Imaging cardiac innervation in hereditary transthyretin (ATTRm) amyloidosis: A marker for neuropathy or cardiomyopathy in case of heart failure?

BACKGROUND: Nuclear imaging modalities using (123)Iodine-metaiodobenzylguanidine ((123)I-MIBG) and bone seeking tracers identify early cardiac involvement in ATTRm amyloidosis patients. However, little is known whether results from (123)I-MIBG scintigraphy actually correlate to markers for either cardiac autonomic neuropathy or cardiomyopathy. METHODS: All TTR mutation carriers and ATTRm patients who underwent both (123)I-MIBG and (99m)Technetium-hydroxymethylene diphosphonate ((99m)Tc-HDP) scintigraphy were included. Cardiomyopathy was defined as NT-proBNP > 365 ng/L, and cardiac autonomic neuropathy as abnormal cardiovascular reflexes at autonomic function tests. Late (123)I-MIBG heart-to-mediastinum ratio (HMR) < 2.0 or wash-out > 20%, and any cardiac (99m)Tc-HDP uptake were considered as abnormal.

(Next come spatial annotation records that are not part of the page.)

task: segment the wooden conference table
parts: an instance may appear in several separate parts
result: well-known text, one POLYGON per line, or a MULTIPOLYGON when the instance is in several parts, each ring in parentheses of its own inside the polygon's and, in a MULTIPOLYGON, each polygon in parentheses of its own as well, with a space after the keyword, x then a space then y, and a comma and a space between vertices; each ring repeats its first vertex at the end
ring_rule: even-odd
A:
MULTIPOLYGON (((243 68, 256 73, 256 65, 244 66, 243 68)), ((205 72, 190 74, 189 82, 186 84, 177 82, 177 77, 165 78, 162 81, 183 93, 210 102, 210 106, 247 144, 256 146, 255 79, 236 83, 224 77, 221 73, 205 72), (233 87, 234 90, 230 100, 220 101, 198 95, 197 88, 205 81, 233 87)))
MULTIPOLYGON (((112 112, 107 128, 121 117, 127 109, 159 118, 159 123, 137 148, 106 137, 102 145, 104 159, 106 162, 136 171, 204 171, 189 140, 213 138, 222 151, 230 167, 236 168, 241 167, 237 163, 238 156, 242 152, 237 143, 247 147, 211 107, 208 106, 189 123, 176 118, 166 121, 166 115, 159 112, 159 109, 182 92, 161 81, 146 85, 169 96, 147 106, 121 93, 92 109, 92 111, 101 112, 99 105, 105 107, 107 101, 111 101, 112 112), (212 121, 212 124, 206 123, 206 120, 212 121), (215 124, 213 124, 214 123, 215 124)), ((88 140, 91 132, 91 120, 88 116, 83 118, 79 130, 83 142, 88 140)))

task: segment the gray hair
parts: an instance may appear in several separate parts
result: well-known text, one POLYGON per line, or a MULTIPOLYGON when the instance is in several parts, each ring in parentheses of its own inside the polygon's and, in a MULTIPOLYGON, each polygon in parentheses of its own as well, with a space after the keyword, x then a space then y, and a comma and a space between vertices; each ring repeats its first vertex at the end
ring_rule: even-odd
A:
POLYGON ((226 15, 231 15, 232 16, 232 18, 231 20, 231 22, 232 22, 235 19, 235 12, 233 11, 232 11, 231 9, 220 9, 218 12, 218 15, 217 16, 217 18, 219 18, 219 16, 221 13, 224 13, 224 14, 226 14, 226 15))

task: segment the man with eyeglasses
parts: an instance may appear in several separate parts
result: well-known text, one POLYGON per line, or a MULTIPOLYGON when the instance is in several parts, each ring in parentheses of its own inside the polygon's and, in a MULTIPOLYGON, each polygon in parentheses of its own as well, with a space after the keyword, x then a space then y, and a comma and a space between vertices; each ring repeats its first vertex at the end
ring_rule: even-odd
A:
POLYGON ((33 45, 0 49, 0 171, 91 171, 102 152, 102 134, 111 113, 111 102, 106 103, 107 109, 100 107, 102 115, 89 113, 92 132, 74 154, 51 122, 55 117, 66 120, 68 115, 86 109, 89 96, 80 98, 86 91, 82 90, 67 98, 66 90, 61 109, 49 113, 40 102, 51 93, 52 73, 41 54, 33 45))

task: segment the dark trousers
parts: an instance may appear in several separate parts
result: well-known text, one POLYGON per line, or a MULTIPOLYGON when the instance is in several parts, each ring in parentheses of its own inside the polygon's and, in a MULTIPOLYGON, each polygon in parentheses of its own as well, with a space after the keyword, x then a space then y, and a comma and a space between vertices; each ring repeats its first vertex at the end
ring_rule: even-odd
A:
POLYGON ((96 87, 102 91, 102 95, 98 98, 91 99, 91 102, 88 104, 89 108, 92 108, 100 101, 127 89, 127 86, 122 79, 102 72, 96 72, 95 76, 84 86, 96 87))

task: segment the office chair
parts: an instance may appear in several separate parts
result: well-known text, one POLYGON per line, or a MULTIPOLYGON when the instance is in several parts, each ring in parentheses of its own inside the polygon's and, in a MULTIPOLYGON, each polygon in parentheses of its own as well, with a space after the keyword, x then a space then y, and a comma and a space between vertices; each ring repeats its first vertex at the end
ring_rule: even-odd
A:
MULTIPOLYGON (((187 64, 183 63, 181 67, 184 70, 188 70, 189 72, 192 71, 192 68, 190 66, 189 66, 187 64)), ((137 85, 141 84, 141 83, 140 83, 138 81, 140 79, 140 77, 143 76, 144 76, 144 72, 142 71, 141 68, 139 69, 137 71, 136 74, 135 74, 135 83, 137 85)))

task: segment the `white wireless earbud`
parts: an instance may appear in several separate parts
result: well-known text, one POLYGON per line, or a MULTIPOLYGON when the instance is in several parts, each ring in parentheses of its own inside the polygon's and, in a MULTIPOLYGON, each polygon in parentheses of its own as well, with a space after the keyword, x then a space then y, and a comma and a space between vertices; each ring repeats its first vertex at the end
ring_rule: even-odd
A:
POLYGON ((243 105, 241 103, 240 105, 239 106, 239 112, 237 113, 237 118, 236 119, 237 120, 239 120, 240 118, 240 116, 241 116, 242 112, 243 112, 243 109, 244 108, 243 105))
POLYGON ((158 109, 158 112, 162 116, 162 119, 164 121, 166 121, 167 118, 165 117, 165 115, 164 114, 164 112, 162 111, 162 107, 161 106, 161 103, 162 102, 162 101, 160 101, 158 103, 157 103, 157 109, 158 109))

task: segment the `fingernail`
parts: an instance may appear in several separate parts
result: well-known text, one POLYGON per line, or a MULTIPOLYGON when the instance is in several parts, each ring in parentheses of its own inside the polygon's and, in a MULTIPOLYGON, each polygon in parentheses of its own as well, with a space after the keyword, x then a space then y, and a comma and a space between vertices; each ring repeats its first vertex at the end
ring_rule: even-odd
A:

RESULTS: 39 patients (13 carriers and 26 ATTRm patients) were included in this study. Patients with cardiomyopathy, with or without cardiac autonomic neuropathy, had lower late HMR than similar patients without cardiomyopathy [median 1.1 (range 1.0-1.5) and 1.5(1.2-2.6) vs 2.4 (1.4-3.8) and 2.5 (1.5-3.7), respectively, P < 0.001]. Late HMR and wash-out (inversely) correlated with NT-proBNP r = − 0.652 (P < 0.001) and r = 0.756 (P < 0.001), respectively. Furthermore, late HMR and wash-out (inversely) correlated with cardiac (99m)Tc-HDP uptake r = − 0.663 (P < 0.001) and r = 0.617 (P < 0.001), respectively. CONCLUSION: In case of heart failure, (123)I-MIBG scintigraphy reflects cardiomyopathy rather than cardiac autonomic neuropathy in ATTRm patients and TTR mutation carriers. (123)I-MIBG scintigraphy may already be abnormal before any cardiac bone tracer uptake is visible. ELECTRONIC SUPPLEMENTARY MATERIAL: The online version of this article (10.1007/s12350-018-01477-y) contains supplementary material, which is available to authorized users.